Tal vez de más anciana me reproche no haber vivido en la patria de Gabriela Mistral y de Neruda, lo suficiente en la de Schiller y Goethe, o no haber desafiado cuando joven al Canal de Beagle, allí, en el fin del mundo argentino, donde sólo te acompañan las gaviotas y el cielo de un celeste razonable. Y ahora que lo pienso, es muy posible que recuerde en mis últimos días una noche de jazz compartida hace un tiempo con buenos amigos en el Negresco de Niza y alguna otra de brisa fresca estival en Manhattan caminando con mi marido y con mi hija y oyendo una vieja banda de Nueva Orleáns. Pero, antes de pedirle a aquel conocido capitán que leve anclas, de seguro voy a comprar otra vez objetos antiguos en un pequeño local de Sigtes, en otro recoleto de Urdenbach, y me llevaré unos cuantos jarrones de los plateros de Areco o algunos platos de porcelana del mercado de San Telmo; moriré de amor por el Buenos Aires misterioso de Manucho Mugica Lainez o el de Leopoldo Marechal, aunque la basura en las calles y la pobreza más triste estén hoy ya alcanzando niveles indecentes.
Voy a devorar, mientras tanto, con la ansiedad de la infancia, cada uno de los mismos textos clásicos que me alumbran desde entonces hasta que los ojos se me vacíen por las tormentas del tiempo. Porque la vida pasa y de donde vinimos hemos de volver.

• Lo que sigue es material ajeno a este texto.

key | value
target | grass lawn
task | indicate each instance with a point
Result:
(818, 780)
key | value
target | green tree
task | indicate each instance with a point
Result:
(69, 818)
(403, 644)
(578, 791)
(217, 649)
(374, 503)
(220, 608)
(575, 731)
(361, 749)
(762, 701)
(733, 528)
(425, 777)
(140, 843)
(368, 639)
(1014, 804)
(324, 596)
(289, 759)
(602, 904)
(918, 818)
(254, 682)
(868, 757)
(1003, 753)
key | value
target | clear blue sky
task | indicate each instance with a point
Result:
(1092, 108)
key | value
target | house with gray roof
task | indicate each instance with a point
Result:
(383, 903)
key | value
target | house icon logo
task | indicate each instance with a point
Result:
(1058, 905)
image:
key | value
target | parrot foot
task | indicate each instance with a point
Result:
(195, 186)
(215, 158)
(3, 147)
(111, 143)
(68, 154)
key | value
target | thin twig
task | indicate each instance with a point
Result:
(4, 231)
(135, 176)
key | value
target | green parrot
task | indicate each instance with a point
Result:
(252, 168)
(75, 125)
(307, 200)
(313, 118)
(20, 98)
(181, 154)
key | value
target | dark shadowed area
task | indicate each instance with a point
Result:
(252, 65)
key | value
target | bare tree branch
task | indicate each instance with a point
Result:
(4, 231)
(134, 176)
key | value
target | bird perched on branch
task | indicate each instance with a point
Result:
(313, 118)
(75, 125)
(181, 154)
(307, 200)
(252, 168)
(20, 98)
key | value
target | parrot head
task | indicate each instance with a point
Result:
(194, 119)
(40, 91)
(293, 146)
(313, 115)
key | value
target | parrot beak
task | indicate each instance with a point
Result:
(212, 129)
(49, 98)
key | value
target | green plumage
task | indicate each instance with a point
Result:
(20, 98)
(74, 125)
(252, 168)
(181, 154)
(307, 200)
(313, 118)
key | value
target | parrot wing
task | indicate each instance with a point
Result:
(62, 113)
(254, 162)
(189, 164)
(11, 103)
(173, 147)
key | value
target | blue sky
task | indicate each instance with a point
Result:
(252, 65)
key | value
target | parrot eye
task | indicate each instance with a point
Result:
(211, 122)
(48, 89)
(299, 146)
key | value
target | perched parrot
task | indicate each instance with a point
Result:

Así es que, forastero anónimo, lector enamorado de tu hembra (o sólo de vos mismo), mujer deseosa de recibir a tu hombre, o cabal enemigo de mi letra, no dudes en reír a carcajadas ahora que te sobra la vida, e ironizá – si te dan las ganas y el pellejo – todo aquello que puedas y esté a tu alcance, aun cuando la desventura te encarnice y el dolor te haga trizas. Mejor que sufrir, y no te vayas a ensañar nunca con la vida ajena, que basta con la propia.
¡Que viva la literatura!
En Buenos Aires, en la primavera de 2011.